Dad needs to sort out arrangements or come to some sort of agreement with the ex or you.
If the ex is not going to be flexible on anything then you need to put a line in the sand and say no more (my ex is like this - co-operation is a 1 way street and after me doing numerous favours which were never returned I don't do it now as it's just taken advantage of).

So if the ex phones up at the last minute with childcare demands - then that's HER responsibility and you and the partner need to agree on this and stick to it.

If your partner is away due to work commitments when the child is with you guys then HE needs to sort something out - either get it agreed with you in advance that you will help out / negotiate with the ex / sort out childminder.

I think also to keep you out of the firing line of the ex it's better to stay in the background. This is not admitting defeat, far from it - people like this don't change, this is the agreement I have with my partner, my ex is my ex and I wouldn't expect her to deal with the ex. I don't let my ex make unreasonable demands (although I was guilty of going along with them in the past, but no more after the favours were not returned). I am responsible for my daughter - my partner helps out and that I am eternally grateful, but I won't put her in the position of being responsible, because it's not fair to put her in that position and also why give the ex more sticks to try and beat you with. It looks like she can't break you guys up so she's going to try and work on the child, all you can do is provide a warm loving and welcoming environment for the child, they aren't stupid and in time they will observe the contradictions between what they are told by mum and what they experience.

mrsjammi · 06/04/2009 16:39

This reply has been deleted

Message withdrawn

mrsjammi · 06/04/2009 16:40

This reply has been deleted

Message withdrawn

Snorbs · 06/04/2009 16:47

Shalotta, when I was trying week-on, week-off shared care with my ex, the way I tried to work it with her was that responsibility for child care rested with the parent that the child was supposed to be with that week. Additionally, the other parent was to be offered first refusal albeit with no expectation that they would necessarily say "yes".

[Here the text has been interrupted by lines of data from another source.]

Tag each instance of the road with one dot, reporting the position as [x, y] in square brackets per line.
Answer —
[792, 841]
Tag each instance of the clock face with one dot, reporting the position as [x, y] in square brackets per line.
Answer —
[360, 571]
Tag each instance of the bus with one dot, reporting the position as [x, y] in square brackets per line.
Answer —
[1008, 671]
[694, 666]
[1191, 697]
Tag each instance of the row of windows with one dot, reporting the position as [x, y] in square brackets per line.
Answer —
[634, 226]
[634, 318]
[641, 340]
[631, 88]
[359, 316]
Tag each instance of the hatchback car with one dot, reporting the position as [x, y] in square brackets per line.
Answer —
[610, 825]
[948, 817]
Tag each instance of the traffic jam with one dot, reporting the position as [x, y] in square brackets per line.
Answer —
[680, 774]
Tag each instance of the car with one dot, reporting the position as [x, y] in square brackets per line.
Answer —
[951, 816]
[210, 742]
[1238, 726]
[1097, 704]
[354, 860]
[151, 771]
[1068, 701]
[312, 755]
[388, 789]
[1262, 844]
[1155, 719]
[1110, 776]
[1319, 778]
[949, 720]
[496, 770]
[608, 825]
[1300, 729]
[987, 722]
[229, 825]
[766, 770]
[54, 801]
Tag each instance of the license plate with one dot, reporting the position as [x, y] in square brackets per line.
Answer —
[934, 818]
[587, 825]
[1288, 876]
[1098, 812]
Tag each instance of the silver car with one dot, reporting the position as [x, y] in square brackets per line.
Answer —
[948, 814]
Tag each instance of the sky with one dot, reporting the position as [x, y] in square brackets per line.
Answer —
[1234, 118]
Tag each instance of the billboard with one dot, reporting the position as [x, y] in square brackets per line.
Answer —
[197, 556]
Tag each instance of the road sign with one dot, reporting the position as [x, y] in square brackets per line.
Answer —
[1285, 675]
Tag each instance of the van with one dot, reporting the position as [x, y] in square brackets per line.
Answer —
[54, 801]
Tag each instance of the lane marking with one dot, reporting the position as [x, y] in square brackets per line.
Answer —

So if I needed to go away during a week when I had the kids, I'd ask my ex first to see if she could cover but if she couldn't (or wouldn't), it'd be down to me to either find alternative cover or to tell my boss I couldn't go.

You're right in saying that you don't have Parental Rsponsibility for your stepchild but, then, neither does a childminder or holiday club. It's not an insurmountable issue. Nevertheless, if you're not comfortable looking after stepson for that time, don't do it.